Buying Twitter Followers Won’t Help Your Brand

The Following is a Guest Post by Erin Palmer (also check out her bio below) – she contacted me and wanted to write a guest post, I said she could if she could make me laugh, she did – it took McDreamy to do it – here it is…

I was a nerdy kid by default. I had to wear gigantic red glasses when I was a child. Glasses that my tiny nose could barely hold up. Glasses that magnified my eyes to thrice their normal size. The point is, I didn’t stand a chance of becoming cool until I got my first pair of contacts in seventh grade.

What do my childhood scars have to do with buying Twitter followers, you ask? It’s pretty simple. When my birthday rolled around every year and my mom gave me cupcakes to bring to the class, suddenly everyone was my friend. The cupcakes bought me an entire classroom full of buddies, but as soon as the tasty treats were gone, so were my new pals.

Buying Twitter followers is like a real life version of the eighties classic “Can’t Buy Me Love.” In this film, a pre-McDreamy Patrick Dempsey pays a cheerleader to pretend to be his girlfriend in order to get popular. It works at first, but then it backfires (the way that only a gloriously cheesy eighties movie can). Poor Patrick Dempsey lost his real friends and his fake friends because his plan shattered his credibility. Purchasing Twitter followers cheapens your brand and can cause your actual followers to lose trust in you.

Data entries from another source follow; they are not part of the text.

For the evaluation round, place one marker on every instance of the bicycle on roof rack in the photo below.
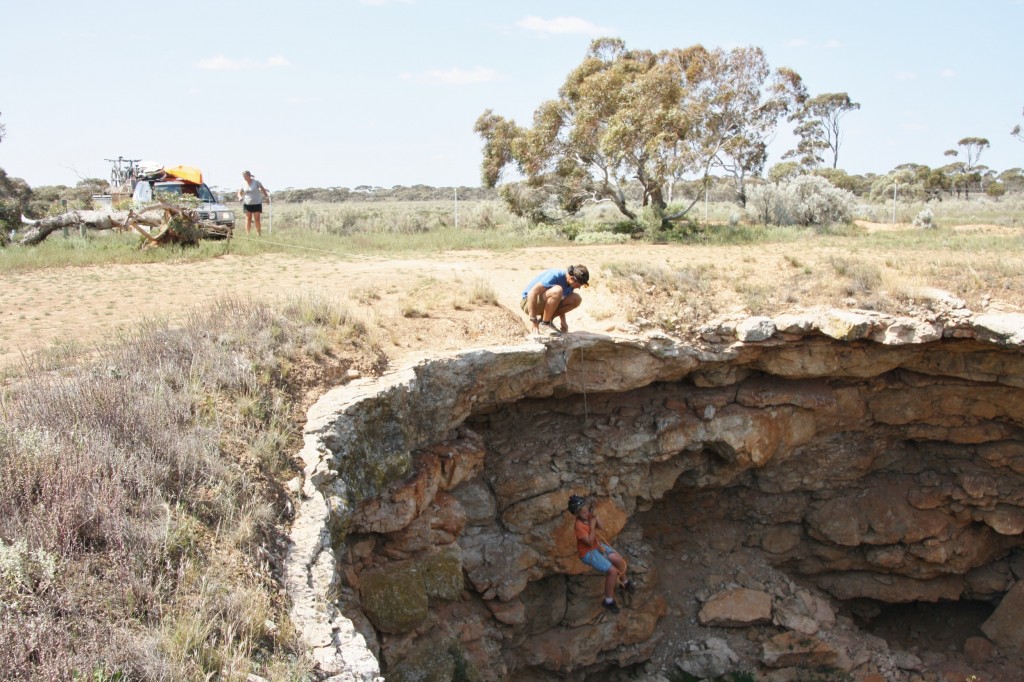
(124, 173)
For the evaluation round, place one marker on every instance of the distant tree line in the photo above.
(366, 193)
(631, 127)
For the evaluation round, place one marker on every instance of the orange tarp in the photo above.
(187, 173)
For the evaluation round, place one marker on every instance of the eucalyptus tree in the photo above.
(968, 170)
(818, 128)
(642, 118)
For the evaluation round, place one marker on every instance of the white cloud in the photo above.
(457, 76)
(220, 62)
(563, 25)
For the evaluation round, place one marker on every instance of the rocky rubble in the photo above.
(765, 483)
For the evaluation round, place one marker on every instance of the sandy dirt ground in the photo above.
(87, 305)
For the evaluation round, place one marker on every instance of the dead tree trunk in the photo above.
(160, 223)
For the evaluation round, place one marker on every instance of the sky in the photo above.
(385, 92)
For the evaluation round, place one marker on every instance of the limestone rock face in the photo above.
(736, 608)
(1005, 627)
(865, 456)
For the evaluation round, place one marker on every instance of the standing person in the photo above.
(252, 195)
(552, 293)
(595, 553)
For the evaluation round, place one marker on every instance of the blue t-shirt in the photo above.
(556, 275)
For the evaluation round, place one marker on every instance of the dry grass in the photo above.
(144, 487)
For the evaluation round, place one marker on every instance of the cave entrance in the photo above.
(808, 474)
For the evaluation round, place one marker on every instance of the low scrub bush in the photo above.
(805, 200)
(139, 499)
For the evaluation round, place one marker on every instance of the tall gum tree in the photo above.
(652, 119)
(818, 128)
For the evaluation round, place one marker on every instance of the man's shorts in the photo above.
(597, 559)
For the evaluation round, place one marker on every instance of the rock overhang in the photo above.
(763, 406)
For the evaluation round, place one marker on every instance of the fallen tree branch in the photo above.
(174, 224)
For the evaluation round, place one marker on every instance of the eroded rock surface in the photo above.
(861, 456)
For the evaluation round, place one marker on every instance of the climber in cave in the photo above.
(595, 552)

Twitter is about communication, so why pay for a following that won’t lead to genuine interaction?   Patrick Dempsey’s character was better off with his handful of loyal geek friends than the huge group of fickle popular kids that turned on him right away. Having thousands of followers that aren’t reading your Tweets is like putting up a billboard and covering the ad with a giant sheet. If no one sees it, it isn’t promoting anything.

Also, many of the sites that sell Twitter followers make you follow back. Nothing sullies a brand’s reputation faster than a bunch of followers hawking discount medications and “free” cruises. If you want your brand to reap the benefits of Twitter, then you have to do the work the old-fashioned way.    Tweet regularly and make it interesting and relevant. Reach out to people and companies that will find your brand meaningful. Reference eighties movies as often as possible (ok, so this might not work for everyone, but it will make me follow you).

Patrick Dempsey’s character makes a moving speech in the cafeteria when he realizes that what really makes a person cool is to be yourself. Tweet from the heart, not the wallet. You and your brand are special just the way you are.

This guest post was written by Erin Palmer. Help Erin prove that reaching out is the best way to gain followers by following her on Twitter @Erin_E_Palmer.  When she’s not watching bad eighties movies, Erin works with Villanova University’s online programs. University Alliance and Villanova University can help you earn your HR degree or HR certification. For further information about these programs, please visit http://www.villanovau.com.

5 thoughts on “Buying Twitter Followers Won’t Help Your Brand

  1. In the end, you will have assigned 136 confidence points (16+15+14+.
    Do you wear your own football package when actively playing football along with
    friends on the park or even wear your shirt
    casually around town or perhaps is this your ritual to wear your groups colors when going
    down to the pub. In a very short time he built a very, very thorough roster that can beat you in a number of ways.

  2. I could not agree more! I can’t stand it when blogs or companies host a giveaway, and then say you need to follow on twitter and then tweet about it to enter. It ruins it for me.

    And Can’t Buy Me Love is the best.